Każdy sąd wyśmieje te zarzuty, zresztą ja się też z nich śmieję, śmieję się z pana Ziobry, śmieję się z pana Kalety i z ich zarzutów, bo oni po prostu wykorzystują prokuraturę do celów politycznych, bo taki charakter mają te zarzuty
— dodał.
Poseł KO wyraził też osobistą satysfakcję, że „po pięciu latach podsłuchiwania, permanentnej inwigilacji, jedyne, co na niego znaleźli, to ogólnodostępne materiały”.Dodał, że on wiceministrowi sprawiedliwości uniemożliwił wejście na konferencje Trzaskowskiego i zakłócenie jej, bo jako organizator miał do tego prawo.
Jest to absolutnie próba zastraszenia mnie. Myślę, że nie pierwsza, nie ostatnia. Nie uda się mnie zastraszyć
— zadeklarował Nitras.
Ocenił też, że może być to retorsja po wtorkowej debacie w Sejmie ws. udzielenia wotum nieufności ministrowi sprawiedliwości Zbigniewowi Ziobrze.
Za to nadużywanie władzy Ziobro i Kaleta kiedyś zapłacą - tak jak zapłaci kiedyś PiS
— stwierdził poseł KO.
Prokuratura poinformowała, że z ustaleń śledztwa wynika, iż poseł Nitras „zareagował gwałtownym wybuchem agresji na sprzeczną ze swoim zdaniem opinię wygłoszoną w czasie dyskusji przez posłankę Iwonę Arent”.

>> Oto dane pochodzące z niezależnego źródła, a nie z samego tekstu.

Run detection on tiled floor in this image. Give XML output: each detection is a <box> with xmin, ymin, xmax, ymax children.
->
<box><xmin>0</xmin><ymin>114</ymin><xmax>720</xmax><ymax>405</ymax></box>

Kopnął ją w udo, a gdy zapowiedziała, że zgłosi incydent do Komisji Etyli Poselskiej, znieważył wulgarnym słowem. Do zdarzenia doszło w październiku 2018 roku w sejmowym autobusie, którym posłowie jechali na lotnisko w Warszawie
— podała PK.
Poinformowano, że przedmiotem wniosku prokuratury jest również naruszenie nietykalności cielesnej posła Sebastiana Kalety, którego Nitras „popychał i siłą przytrzymywał, uniemożliwiając mu w lipcu 2020 roku wejście na teren oczyszczalni ścieków +Czajka+ w Warszawie; używając siły fizycznej, Sławomir Nitras uniemożliwił posłowi Kalecie przeprowadzenie kontroli poselskiej w +Czajce+”.
Poseł Nitras użył przemocy fizycznej także wobec dziennikarza, który w lipcu 2020 roku w czasie wiecu wyborczego w Ciechanowie próbował zadać pytanie kandydatowi na prezydenta. Poseł siłą przepychał dziennikarza w inną stronę, odciągał go ręką i kierował pod jego adresem agresywne zaczepki słowne. W ten sposób skutecznie uniemożliwił dziennikarzowi wykonanie obowiązków służbowych
— podała PK.
Jak napisano, uchylenie immunitetu umożliwi przedstawienie Nitrasowi „zarzutów popełnienia występków, które mają charakter chuligański”.